La résolution de l'ONU introduit une série de mesures restrictives afin de sanctionner le refus de l'Iran de suspendre ses activités d'enrichissement d'uranium. Conformément à la résolution, le projet de position de commune du Conseil interdit la vente ou la fourniture à l'Iran de matériels qui contribueraient à la poursuite de son programme nucléaire ou à la mise au point de vecteurs balistiques. Toute assistance technique ou aide à caractère financier en relation avec ces activités est également proscrite. Enfin, les États membres auront pour obligation de procéder au gel des fonds et avoirs financiers de personnes ou entités liées au programme nucléaire iranien, et devront opérer un contrôle vigilant sur les entrées ou le transit sur leur territoire de certaines personnalités iraniennes, dont une liste est dressée en annexe.
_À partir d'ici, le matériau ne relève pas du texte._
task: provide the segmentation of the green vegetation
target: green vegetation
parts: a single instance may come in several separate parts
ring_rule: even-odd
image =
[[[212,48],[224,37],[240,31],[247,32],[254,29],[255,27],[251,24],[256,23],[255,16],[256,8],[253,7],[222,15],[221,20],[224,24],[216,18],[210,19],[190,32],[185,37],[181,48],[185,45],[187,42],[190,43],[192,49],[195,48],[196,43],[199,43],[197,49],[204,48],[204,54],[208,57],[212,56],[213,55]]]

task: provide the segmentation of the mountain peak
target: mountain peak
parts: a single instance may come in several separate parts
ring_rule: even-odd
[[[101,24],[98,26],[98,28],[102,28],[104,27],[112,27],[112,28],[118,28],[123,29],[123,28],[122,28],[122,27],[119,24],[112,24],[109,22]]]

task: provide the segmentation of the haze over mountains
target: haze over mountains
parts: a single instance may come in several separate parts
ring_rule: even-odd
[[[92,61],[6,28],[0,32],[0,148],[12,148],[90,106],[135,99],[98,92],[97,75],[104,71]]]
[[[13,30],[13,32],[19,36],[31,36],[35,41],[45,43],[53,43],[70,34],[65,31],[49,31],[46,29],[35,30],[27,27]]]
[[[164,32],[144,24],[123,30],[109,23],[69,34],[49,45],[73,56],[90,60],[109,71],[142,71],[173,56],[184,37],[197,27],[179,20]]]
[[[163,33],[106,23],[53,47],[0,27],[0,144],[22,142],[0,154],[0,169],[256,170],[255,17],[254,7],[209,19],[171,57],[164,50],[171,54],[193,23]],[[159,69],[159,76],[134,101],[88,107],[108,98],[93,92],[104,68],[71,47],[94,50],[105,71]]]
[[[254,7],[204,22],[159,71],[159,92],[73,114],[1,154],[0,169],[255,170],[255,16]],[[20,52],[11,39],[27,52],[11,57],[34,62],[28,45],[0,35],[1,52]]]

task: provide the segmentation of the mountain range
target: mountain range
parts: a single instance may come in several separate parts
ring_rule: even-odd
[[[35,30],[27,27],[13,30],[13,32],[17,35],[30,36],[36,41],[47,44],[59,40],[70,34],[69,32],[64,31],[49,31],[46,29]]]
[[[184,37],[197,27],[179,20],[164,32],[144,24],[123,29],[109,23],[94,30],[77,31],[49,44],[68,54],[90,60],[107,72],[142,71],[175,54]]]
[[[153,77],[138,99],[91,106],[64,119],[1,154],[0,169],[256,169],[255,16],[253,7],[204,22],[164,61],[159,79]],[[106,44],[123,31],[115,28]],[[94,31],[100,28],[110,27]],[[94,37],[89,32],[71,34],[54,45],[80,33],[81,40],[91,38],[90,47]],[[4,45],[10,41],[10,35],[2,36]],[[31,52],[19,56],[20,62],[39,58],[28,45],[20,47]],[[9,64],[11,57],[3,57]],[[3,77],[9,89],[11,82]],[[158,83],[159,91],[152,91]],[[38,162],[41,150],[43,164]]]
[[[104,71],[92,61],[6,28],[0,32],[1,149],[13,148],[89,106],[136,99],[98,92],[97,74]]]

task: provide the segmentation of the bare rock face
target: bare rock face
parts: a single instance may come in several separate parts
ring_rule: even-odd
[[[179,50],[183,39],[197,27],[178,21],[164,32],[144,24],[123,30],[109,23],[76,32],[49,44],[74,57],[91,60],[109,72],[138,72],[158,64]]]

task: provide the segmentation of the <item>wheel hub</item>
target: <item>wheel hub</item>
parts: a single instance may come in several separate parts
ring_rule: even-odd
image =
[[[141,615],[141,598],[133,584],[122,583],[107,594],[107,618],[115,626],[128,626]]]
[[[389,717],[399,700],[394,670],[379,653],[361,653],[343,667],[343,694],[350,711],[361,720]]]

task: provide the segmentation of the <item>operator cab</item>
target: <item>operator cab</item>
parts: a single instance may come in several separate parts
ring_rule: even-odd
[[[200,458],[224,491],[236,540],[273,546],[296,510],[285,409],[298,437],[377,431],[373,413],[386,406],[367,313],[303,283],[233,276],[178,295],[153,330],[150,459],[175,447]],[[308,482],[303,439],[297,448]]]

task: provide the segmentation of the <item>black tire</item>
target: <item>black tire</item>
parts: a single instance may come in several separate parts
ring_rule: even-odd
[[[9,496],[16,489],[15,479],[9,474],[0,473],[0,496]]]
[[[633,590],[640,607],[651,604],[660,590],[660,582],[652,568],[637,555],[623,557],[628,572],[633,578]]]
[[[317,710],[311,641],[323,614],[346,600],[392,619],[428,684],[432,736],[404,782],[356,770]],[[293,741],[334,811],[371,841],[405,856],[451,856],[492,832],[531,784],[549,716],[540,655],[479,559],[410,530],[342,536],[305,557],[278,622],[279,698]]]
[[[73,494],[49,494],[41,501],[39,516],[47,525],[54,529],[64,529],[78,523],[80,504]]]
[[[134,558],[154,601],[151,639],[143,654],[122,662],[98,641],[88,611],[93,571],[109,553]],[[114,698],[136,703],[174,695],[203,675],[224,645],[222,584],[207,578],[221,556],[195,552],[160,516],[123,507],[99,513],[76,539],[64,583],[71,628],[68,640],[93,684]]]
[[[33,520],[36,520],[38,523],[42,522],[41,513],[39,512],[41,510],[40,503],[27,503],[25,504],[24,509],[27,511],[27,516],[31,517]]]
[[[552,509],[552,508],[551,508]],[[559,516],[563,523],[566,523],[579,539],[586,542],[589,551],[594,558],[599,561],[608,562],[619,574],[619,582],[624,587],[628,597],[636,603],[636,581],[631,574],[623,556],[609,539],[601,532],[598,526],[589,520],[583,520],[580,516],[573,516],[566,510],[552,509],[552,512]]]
Le risque de prolifération que le programme nucléaire iranien fait peser sur une région déjà fort instable et l'absence de conciliation possible, en l'état actuel, avec le régime iranien justifient ces sanctions. Par conséquent, le président de la délégation a estimé qu'il n'y avait pas d'objection à ce que le Gouvernement considère comme levée la réserve parlementaire sur ce texte en ce qui concerne le Sénat.